All prompts are production-tested in real game engines (ReallmCraft, ChatBot RPG). They represent nearly two years of community experimentation and refinement.

Primary Technique: NDL (Natural Description Language) is the community’s consensus approach for reliable narration. Start here.

For Small Models: Use NDL + constraints + few-shot examples. This combination works reliably on 7B-9B parameter models.

For Content Generation: Use template-based approaches with validation and post-processing.

Last Updated: 2026-01-17 (corrected file count and added hallucination-prevention) Source: LLM World Engine Discord (Jan 2024 - Dec 2025) Total Messages Analyzed: 12,109

Recent Additions (2026-01-17)

Latest Update (2026-01-17 Evening)

  1. Binary Classification (reasoning/binary-classification.md)
    • Yes/No validation prompts for extracting game state from natural language
    • Question tree pattern for multi-step validation
    • Grammar-constrained output forcing
    • Production-tested in ChatBot RPG with 95%+ accuracy
    • Complete implementation examples with Python code

Earlier Additions (2026-01-17 Morning)

  1. Template Generation (generation/template-generation.md)

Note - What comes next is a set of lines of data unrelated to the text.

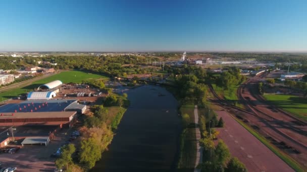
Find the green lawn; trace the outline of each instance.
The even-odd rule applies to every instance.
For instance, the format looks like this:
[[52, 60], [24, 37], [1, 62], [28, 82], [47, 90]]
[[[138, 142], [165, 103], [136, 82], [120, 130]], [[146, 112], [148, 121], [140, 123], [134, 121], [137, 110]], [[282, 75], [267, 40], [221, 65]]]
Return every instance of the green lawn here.
[[243, 105], [238, 103], [238, 97], [237, 97], [237, 90], [239, 85], [231, 85], [227, 90], [218, 87], [215, 84], [212, 84], [212, 87], [216, 93], [220, 97], [224, 97], [226, 100], [233, 102], [233, 103], [239, 108], [244, 108]]
[[255, 130], [250, 127], [249, 126], [245, 124], [242, 121], [235, 117], [233, 118], [237, 121], [241, 125], [245, 128], [248, 132], [255, 136], [262, 143], [266, 145], [270, 150], [273, 152], [276, 155], [279, 157], [282, 160], [286, 162], [289, 166], [292, 168], [295, 171], [306, 171], [306, 167], [301, 165], [299, 163], [296, 162], [294, 159], [292, 159], [289, 155], [281, 151], [275, 146], [271, 144], [269, 140], [262, 135], [259, 134]]
[[[190, 121], [194, 123], [194, 105], [183, 105], [181, 114], [188, 114]], [[180, 171], [193, 171], [196, 158], [196, 142], [195, 129], [187, 128], [183, 131], [180, 138], [180, 155], [178, 168]]]
[[81, 83], [82, 80], [106, 78], [107, 78], [107, 77], [105, 76], [83, 72], [80, 71], [71, 70], [63, 71], [60, 73], [36, 81], [31, 85], [0, 93], [0, 101], [16, 97], [23, 93], [30, 92], [34, 88], [38, 88], [40, 85], [55, 80], [60, 80], [63, 82], [63, 83]]
[[307, 121], [306, 99], [291, 95], [265, 95], [263, 96], [270, 103]]

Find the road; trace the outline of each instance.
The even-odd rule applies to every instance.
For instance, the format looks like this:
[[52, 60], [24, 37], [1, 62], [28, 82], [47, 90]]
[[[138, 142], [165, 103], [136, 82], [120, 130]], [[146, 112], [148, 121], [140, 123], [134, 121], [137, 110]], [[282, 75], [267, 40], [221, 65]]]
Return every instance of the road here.
[[199, 145], [199, 140], [200, 139], [200, 131], [198, 127], [198, 112], [197, 105], [195, 105], [194, 109], [194, 119], [195, 122], [195, 134], [196, 135], [196, 155], [195, 160], [194, 172], [200, 172], [200, 169], [196, 168], [197, 165], [202, 161], [202, 148]]
[[293, 171], [285, 162], [240, 125], [225, 111], [216, 111], [223, 118], [225, 127], [216, 128], [218, 138], [227, 145], [249, 171]]
[[[56, 74], [58, 74], [58, 73], [57, 73]], [[13, 84], [2, 88], [0, 89], [0, 93], [7, 92], [7, 91], [10, 91], [11, 90], [13, 90], [14, 89], [18, 88], [21, 87], [25, 87], [25, 86], [27, 86], [27, 85], [30, 85], [31, 84], [32, 84], [32, 83], [33, 83], [34, 81], [36, 81], [39, 79], [43, 79], [47, 77], [52, 76], [55, 74], [56, 73], [46, 73], [45, 74], [44, 74], [41, 76], [39, 76], [37, 77], [34, 78], [33, 79], [25, 80], [22, 82], [14, 83]]]

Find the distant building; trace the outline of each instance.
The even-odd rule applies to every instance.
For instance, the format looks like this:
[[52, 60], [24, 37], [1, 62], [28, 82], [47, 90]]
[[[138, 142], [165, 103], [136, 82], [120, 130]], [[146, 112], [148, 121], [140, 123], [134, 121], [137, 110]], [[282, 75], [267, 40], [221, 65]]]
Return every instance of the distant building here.
[[196, 60], [196, 64], [202, 64], [202, 60]]
[[4, 74], [0, 75], [0, 85], [5, 85], [14, 81], [13, 74]]
[[37, 66], [32, 66], [26, 68], [26, 71], [36, 71], [39, 69], [40, 67]]
[[304, 73], [301, 73], [289, 72], [289, 73], [281, 74], [280, 76], [282, 78], [302, 77], [304, 75]]
[[53, 73], [55, 72], [55, 69], [53, 68], [45, 68], [42, 69], [42, 71], [46, 73]]

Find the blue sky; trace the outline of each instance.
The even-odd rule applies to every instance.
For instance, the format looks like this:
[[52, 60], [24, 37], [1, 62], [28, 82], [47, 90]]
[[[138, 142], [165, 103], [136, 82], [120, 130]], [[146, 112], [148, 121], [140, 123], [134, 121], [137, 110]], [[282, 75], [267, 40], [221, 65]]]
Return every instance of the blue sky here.
[[1, 1], [0, 51], [307, 51], [307, 1]]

    • Meta-prompts that generate structured JSON templates
    • Create generators for locations, items, characters, quests
    • Supports hierarchical JITG (Just-In-Time Generation)
    • Production-tested in ReallmCraft
  2. Length Limiting (constraint/length-limiting.md)

    • 170-token sweet spot technique from ChatBot RPG
    • Combines API limits + prompt instructions + regex post-processing
    • Prevents rambling and maintains consistent pacing
    • Based on front-loaded coherence principle
  3. Format Enforcement (constraint/format-enforcement.md)

    • Bracketed output for reliable parsing: [ITEM1],[ITEM2]
    • Structured extraction of items, locations, actions
    • Production-proven in ChatBot RPG inventory system
    • Includes hallucination mitigation strategies
  4. Query Formulation (HyDE) (retrieval/query-formulation-hyde.md)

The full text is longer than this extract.